It's a sunny, late summer day and Alan Holliday, a 43-year-old homeless man, is enjoying the mild weather while playing an "Age of Empires" computer video game at a tiny "pocket" park in downtown Ukiah.
The shrub-enclosed parklet, just big enough for three picnic tables, has become a regular hangout for homeless people lucky enough to own cellphones and computers, devices that nationwide are increasingly helping the homeless connect with family, friends, medical care providers and jobs.
The park, with its adjacent electric car charging station, gives Holliday and others an opportunity to recharge their batteries without the rules and other constraints associated with indoor facilities such as the library. City officials estimate the electrical usage adds up to just pennies a year.

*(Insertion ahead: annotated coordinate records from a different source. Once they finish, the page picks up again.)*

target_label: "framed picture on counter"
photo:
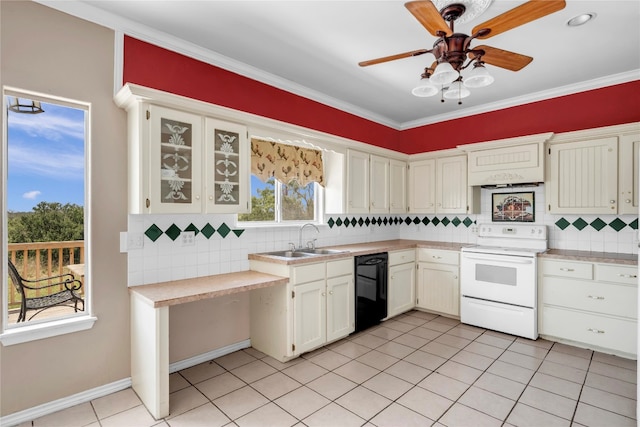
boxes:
[491,191,535,222]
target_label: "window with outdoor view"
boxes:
[3,89,89,327]
[238,138,323,223]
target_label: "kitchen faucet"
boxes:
[298,222,320,249]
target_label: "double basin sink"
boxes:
[263,249,346,258]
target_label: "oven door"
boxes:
[460,251,537,307]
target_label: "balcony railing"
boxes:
[7,240,84,310]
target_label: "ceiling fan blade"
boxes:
[358,49,432,67]
[470,46,533,71]
[404,0,452,37]
[472,0,566,39]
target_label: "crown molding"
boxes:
[34,0,401,130]
[34,0,640,131]
[399,69,640,130]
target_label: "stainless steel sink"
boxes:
[265,251,313,258]
[265,249,345,258]
[299,248,345,255]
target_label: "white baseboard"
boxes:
[169,340,251,374]
[0,340,251,427]
[0,377,131,427]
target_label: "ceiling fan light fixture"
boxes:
[429,62,460,85]
[411,82,438,98]
[567,12,597,27]
[464,64,494,88]
[444,80,471,99]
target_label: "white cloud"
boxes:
[22,190,42,200]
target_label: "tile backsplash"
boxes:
[128,185,638,286]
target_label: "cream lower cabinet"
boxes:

"It's a place I can relax," said Holliday, who has a 1990s-era Dell notebook computer that was given to him and that he guards carefully. He said he had a cellphone but it was stolen several months ago when he was robbed and beaten while staying in Pennsylvania seeking medical care for a back injury.
Across the table, a man who calls himself "Ogre" listens to a narration of the fantasy novel series "Wheel of Time" on his netbook while his dog, Sammie, curls up under one of the park benches.
"I'm a cigarette smoker," he says, explaining why he prefers the park over indoor facilities. The park also is frequented by smokers from nearby office buildings.
If they want Internet access, the men head to any number of places with free wireless access, including the library, McDonald's, Starbucks and Safeway, they said.
Homeless people increasingly are availing themselves of technology. Free or discounted phones are available to low-income residents in most states. SafeLink provides service in 33 states. California's program is Reachout Wireless. It's part of the federal Lifeline program.
Holliday has been promised a replacement phone by an acquaintance but may explore the low-cost program if that falls through. He pays for the usage from his disability checks.
Advocates of the low cost programs say they provide a lifeline that can keep the homeless from becoming even more marginalized.
Being reachable by phone, email and even regular mail is crucial for those seeking jobs and medical care and is important to averting isolation, said Carrie Brigham, interim director of the Plowshares Peace and Justice Center, which provides meals and a place to receive phone messages, mail and prescriptions.
"We're all human beings. We want validation from loved ones," she said.
Holliday is very social. He greets the other regulars at the park as they arrive and asks how they're doing. When he had a phone, he said most of his calls were from friends seeking his advice and counseling. He knows a lot of people because he was born and raised in the Ukiah area, he said.
"I'm sixth-generation Ukiah," he said proudly.
His connections in the community, including his church, help him find the occasional odd job, he said. Holliday also stays current on local news and politics and has many opinions he's more than willing to share.
Brigham estimated only about 1 percent of the people who eat at Plowshares currently have cellphones. But there's a larger need, she said. Plowshares receives about 30 phone messages a day for guests. Some are from worried family members who want to help them, Brigham said.